Batman: Arkham Origins Blackgate PS Vita review – deserving of a very firm bat-slap
“Probably the most frustrating experience I’ve ever had”, might not be the box quote Warner Brothers are looking for but it sums up my time with Batman: Arkham Origins Blackgate on PS Vita. An infuriating collection of hours spent trying simply to get from one point to another in a space that quite possibly invents extra dimensions.
Batman: Arkham Origins Blackgate PS Vita review
The problem is the 2.5D set up and the map. The game effectively takes the Batman Arkham experience and puts it in a two dimensional side scrolling world. Something it technically achieves well. The problems arise from two factors: firstly, while you can only move Batman sideways that motion can actually take him in and out of the screen. Secondly, the map you use to navigate is viewed from a top down angle. Combine the two and it bends space time in a way that leaves you with a face (and brain) like the ‘I can see forever’ cat.
At one point I spent the best part of 20 minutes circling a corridor I needed to access. The map said I was right on it but every attempt to reach it involved corners so that every location check put me past it, in front of it, on it – anywhere but actually in it.
Compounding the issue is the fact that certain elements in the game can only be interacted with once you’ve scanned them (remaining invisible and inert until you do) and other stuff simply isn’t visually distinct enough to see. I got lost at one point because I didn’t scan a thing I need to use the Batclaw on. Another time because an open vent was impossible to distinguish on a set of crates in an otherwise dead end.
“If you want a Metroidvania experience on
Vita get the excellent Guacamelee instead”

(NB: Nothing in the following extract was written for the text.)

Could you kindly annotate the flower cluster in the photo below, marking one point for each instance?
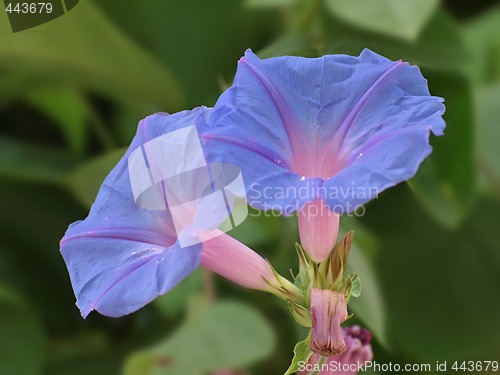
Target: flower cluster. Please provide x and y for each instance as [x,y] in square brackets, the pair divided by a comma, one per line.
[335,123]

It’s a shame because mechanically there’s potential. If you can master the navigation then the rest of the game is well presented – there are some lovely motion comic cut scenes linking it all together and some good challenges elsewhere. The combat really works too. It’s one of the nicer surprises how well it mirrors the reactive flow of the main game’s counters and reversals. In both small doses and areas the gameplay delivers an interesting take on the Arkham world. It’s just a nightmare to get anywhere. Something that’s not helped by the gear-gated progression structure essentially being the entire game design. Almost every objective involves going to get the magic thing you need to reach a new area. This has its moments but it’s barely worth the patience needed to find them, or anything else. If you want a Metroidvania experience on Vita then get the excellent Guacamelee instead.